RE: gitlab-ce-16.8.2
A few days ago it was reported that all projects were having issues with open CI/CD Settings. A 500 error page would appear. I could duplicate this behavior and no one could recall when it initially started.
After some investigation and frantic google searches our problem seemed to match this older issue https://gitlab.com/gitlab-org/gitlab/-/issues/22782.
I ran the commands mentioned in a more recent comment with the understanding that we might have to reregister runners.
# gitlab-psql
psql (14.10)
Type "help" for help.
gitlabhq_production=# UPDATE projects SET runners_token = null, runners_token_encrypted = null;
UPDATE 153
gitlabhq_production=# UPDATE namespaces SET runners_token = null, runners_token_encrypted = null;
UPDATE 258
gitlabhq_production=# UPDATE application_settings SET runners_registration_token_encrypted = null;
UPDATE 1
gitlabhq_production=# UPDATE ci_runners SET token = null, token_encrypted = null;
UPDATE 4
This allowed us to reach the setting pages. At this point it was discovered that now a banner is displayed "There was an error fetching the variables." and none were visible in the webui. If someone tries to add a variable the banner switches to "Something went wrong on our end. Please try again."
I can see entries in the ci_variables table of pgsql and populated encrypted_value, encrypted_value_salt and encrypted_value_iv values.(including sanitized output)
gitlabhq_production=# select * from ci_variables;
id | key | value | encrypted_value | encrypted_value_salt | encrypted_value_iv | project_id | prot
ected | environment_scope | masked | variable_type | raw | description
21 | ssh_host_ecdsa_key | | <redacted> | <redacted> | <redacted> | 159 | f | * | f | 2 | f | |
(25 rows)
I built a test server and copied the /etc/gitlab contents over and restored a backup from a couple of months ago. This is working and I can see the same entries in the ci_variables table but also can browse to them in the webUI.
Now, I'm not sure if the commands above also caused the variable issue if the runner tokens are related to the ci_variables. At this point I am unsure if I should remove the ci_variables and manually rebuild them from the temporary restore instance (there are around 25 so not terrible) or if there's a better way to handle this. I also don't have a lot of experience with the various container operations so would love to isolate a root cause or establish a timeline.

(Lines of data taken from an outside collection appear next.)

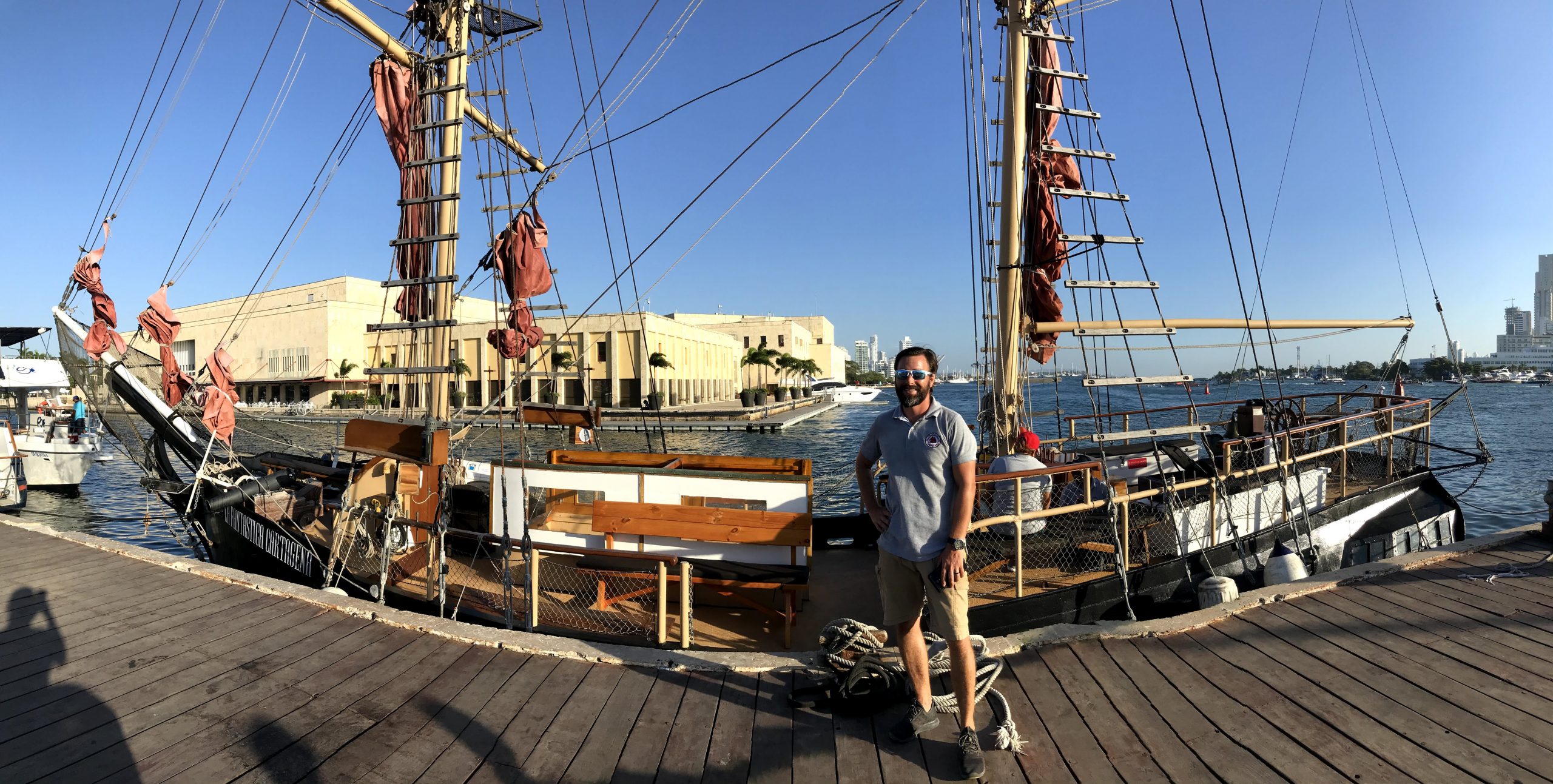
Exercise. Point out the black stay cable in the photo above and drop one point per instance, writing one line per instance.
(736, 159)
(136, 117)
(1246, 216)
(763, 69)
(231, 132)
(620, 207)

Advice, constructive feedback, articles and/or targeted links are all greatly appreciated.
Delayed follow up on this but it turned out to be a potential order of operations with the preparation of a new server. This was for a migration to a more modern OS (CentOS 7 to RHEL 9) several months prior. That this wasn't caught sooner is mostly a test plan issue. My restoration to a temporary VM worked so I have to assume I skipped a crucial gitlab-ctl reconfigure
after copying the gitlab-secrets but before a gitlab-backup restore
as outlined in the migration documentation.
Assuming this was the case, I followed the gitlab troubleshooting guide for When the Secrets File is Lost.
This restored the majority of functionality and I was able to use the temporary backup to manually recreate the 25 variables with a copy/paste feature. Several webui pages related to CI/CD settings/runners still had issues.
Rerunning the Verify database values can be decrypted using the current secrets steps identified a few more fields.
# gitlab-rake gitlab:doctor:secrets VERBOSE=1
I, [2024-04-09T17:08:22.275377 #1762562] INFO -- : - ApplicationSetting failures: 1
D, [2024-04-09T17:08:22.275468 #1762562] DEBUG -- : - ApplicationSetting[1]: customers_dot_jwt_signing_key, runners_registration_token, error_tracking_access_token
When checking the application_settings table there were no entries for
customers_dot_jwt_signing_key
error_tracking_access_token
I did find:
encrypted_customers_dot_jwt_signing_key
encrypted_customers_dot_jwt_signing_key_iv
error_tracking_access_token_encrypted
Manually removing the encrypted entries via gitlab-psql
in a manner similar to the troubleshooting documentation worked.
UPDATE application_settings SET encrypted_customers_dot_jwt_signing_key = null, encrypted_customers_dot_jwt_signing_key_iv = null, error_tracking_access_token_encrypted = null;
After this all webui sections for CI/CD and runners worked. Developers were able to delete existing runner entries and add updated runner configurations which setup new keys.
Hope this helps someone in the future.